To further characterize the cellular localization of allopregnanolone, we used double immunofluorescence labeling with the neurosteroids antibody and antivimentin antibody at 75 mm Hg (Fig. 3a). Vimentin was specifically expressed in Müller cell end feet and cell bodies (Fig, 3a). Double-labeled cells were not detected (Fig. 3a). Fluorescence intensities in each condition are summarized in Figure 3b.

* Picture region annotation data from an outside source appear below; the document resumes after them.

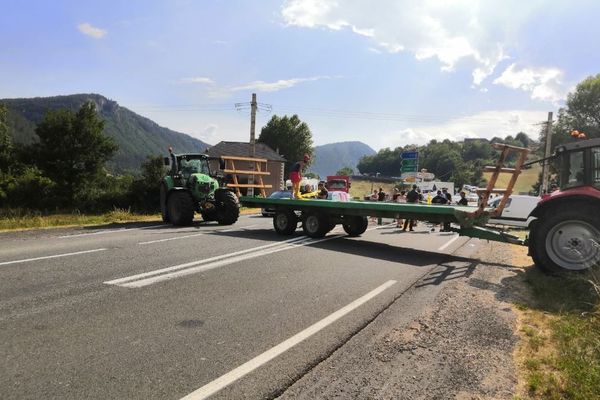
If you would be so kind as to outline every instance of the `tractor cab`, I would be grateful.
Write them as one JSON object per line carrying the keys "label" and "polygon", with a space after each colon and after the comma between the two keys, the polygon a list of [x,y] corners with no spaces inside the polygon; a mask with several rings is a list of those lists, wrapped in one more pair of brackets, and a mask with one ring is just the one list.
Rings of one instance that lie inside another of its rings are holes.
{"label": "tractor cab", "polygon": [[165,157],[165,165],[168,165],[169,175],[181,175],[189,179],[192,174],[204,174],[210,176],[210,165],[206,154],[170,154]]}
{"label": "tractor cab", "polygon": [[584,186],[600,190],[600,138],[560,145],[555,157],[561,191]]}

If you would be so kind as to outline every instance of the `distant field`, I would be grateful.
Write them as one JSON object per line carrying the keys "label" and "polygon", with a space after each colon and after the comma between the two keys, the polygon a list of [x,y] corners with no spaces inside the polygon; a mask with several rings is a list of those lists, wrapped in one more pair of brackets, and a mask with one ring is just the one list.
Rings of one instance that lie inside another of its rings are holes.
{"label": "distant field", "polygon": [[[530,169],[523,170],[521,175],[519,175],[519,179],[517,179],[517,183],[513,189],[514,193],[529,193],[532,190],[532,186],[537,182],[539,173],[542,172],[542,167],[540,165],[535,165]],[[489,181],[492,173],[486,172],[483,174],[485,179]],[[496,182],[497,188],[505,188],[508,185],[508,180],[510,179],[509,174],[500,174],[498,177],[498,181]]]}

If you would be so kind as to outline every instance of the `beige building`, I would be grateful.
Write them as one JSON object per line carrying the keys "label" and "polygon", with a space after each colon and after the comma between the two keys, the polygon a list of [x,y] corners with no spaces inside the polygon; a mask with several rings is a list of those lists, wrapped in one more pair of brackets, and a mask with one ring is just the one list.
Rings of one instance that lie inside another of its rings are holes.
{"label": "beige building", "polygon": [[[206,150],[206,153],[210,157],[221,157],[221,156],[235,156],[235,157],[249,157],[250,155],[250,143],[245,142],[219,142],[213,147]],[[265,185],[271,185],[271,189],[265,189],[267,196],[277,190],[281,190],[285,185],[285,179],[283,176],[283,167],[285,164],[285,158],[275,150],[271,149],[264,143],[256,143],[256,158],[264,158],[267,160],[267,171],[270,173],[268,176],[263,176],[263,183]],[[236,162],[236,169],[249,169],[248,163],[239,161]],[[216,160],[210,162],[210,168],[213,171],[218,170],[219,165]],[[247,183],[248,176],[239,176],[239,183]],[[245,194],[245,189],[242,189]]]}

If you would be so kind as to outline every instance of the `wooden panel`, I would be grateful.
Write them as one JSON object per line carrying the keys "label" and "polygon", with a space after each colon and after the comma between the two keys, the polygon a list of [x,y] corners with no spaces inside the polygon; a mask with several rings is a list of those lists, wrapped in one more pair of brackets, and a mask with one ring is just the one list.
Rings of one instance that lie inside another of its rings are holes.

(a) Immunofluorescent colocalization of allopregnanolone and vimentin by laser scanning microscopy. Allopregnanolone staining (*green*; FITC) was observed in the GCL, INL, and ONL at 75 mm Hg, and indicated by *arrows*. Antivimentin antibody (*red*; rhodamine) was localized to the Müller cell end feet (*open arrows*) and Müller cell bodies (*white triangles*). Double-labeled structures were not detected. *Scale bars*: 8 μm. (b) Summary of immunostaining studies shows fluorescence intensity by antiallopregnanolone antibody (arbitrary units) as mean ± SEM. Fluorescent intensity significantly increased at 75 mm Hg compared to 10 or 35 mm Hg. The increase in fluorescence induced by high pressure was significantly decreased by 1 μM finasteride (*Fin*). Administration of 1 μM dutasteride (*Duta*), almost completely inhibited the fluorescence increase. Administration of 50 μM APV also significantly decreased fluorescence. P values are calculated by unpaired Student's t-test compared to 75 mm Hg (*P < 0.001, **P < 0.0001).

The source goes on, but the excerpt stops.